PERFECTIONIST? Recognize perfectionism for what it might be—collecting more information than others do to improve confidence in making a fault-free decision. Life rarely gives us opportunities to eliminate all risk and provide us with ALL the necessary information we want. Try to decrease your need to be right all the time until you reach a more reasonable balance between thinking it through and taking action.
PROCRASTINATOR? Start earlier. Always do 10% of thinking about the decision immediately after it is assigned so you can better gauge what it is going to take to finish the rest. Divide decisions into thirds or fourths and schedule time to work on them spaced over the delivery period. Always leave more time than you think it’s going to take. Set up checkpoints for yourself along the way. Schedule early data collection and analysis. Don’t wait until the last moment. Set an internal deadline considerably before the real deadline.
SCARED? Sometimes we have to involve people in the decision making process who we are afraid of – or afraid of their different or strong opinions. Mentally rehearse for worst-case scenarios and hard to deal with people. Anticipate what the person might say and have responses prepared so as not to be caught off guard. Focus on two or three key points in conflict situations and stick to those clearly and politely. Try not to bring up everything you can think of, but instead focus on what’s most important.

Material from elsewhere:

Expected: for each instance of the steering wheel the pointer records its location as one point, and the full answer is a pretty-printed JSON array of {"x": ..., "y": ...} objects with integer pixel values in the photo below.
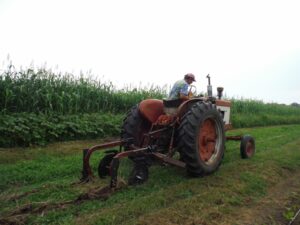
[{"x": 192, "y": 91}]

OVERWHELMED? Think of a big decision as a series of smaller ones. Sometimes sufficient information does not exist to help us in making a good decision. Try making a series of smaller decisions, get instant feedback, correct the course, get a little more data, move forward a little more, until the bigger decision gets made. They don’t try to get it right the first time. They try their best educated guess now, and then correct as more information or feedback comes in.
Need a Process?
NEED A PROCESS? Start with prayer, and continue with prayer throughout any decision making process you use. Give God the opportunity to guide you or show you the way. Who are the other key people that need to be involved with this decision? Who has critical information that you will need in order to make a good decision? Together with the key decision makers in the room, define your decision by writing a decision statement. Try NOT to write the statement in a ‘yes/no’, ‘either/or’, or multiple choice form. That severely limits the options you allow yourself to consider. Make a list of all the goals and objectives of your decision. What is everything you are hoping for or hoping to achieve? What are your limitations (i.e. money, time, staff, technology, resources)? Once you have listed all of that, then brainstorm possible alternatives (choices) to consider. Use your list of objectives to help you design some creative alternatives, as well. This might include combining some of the initial alternatives you had thought of. Next, evaluate each alternative (possible choice) to see how well each alternative fulfills the objectives of the decision. For each of the 2 alternatives that seem to be the best fit, consider the risks associated with each of those alternatives. As you compare those top 2 alternatives while considering their risks, which alternative are you most comfortable choosing? Do you feel you need to also look at the risks of the 3rd best alternative? Make a prayerful choice and decide how you will minimize and remain aware of the risks going forward.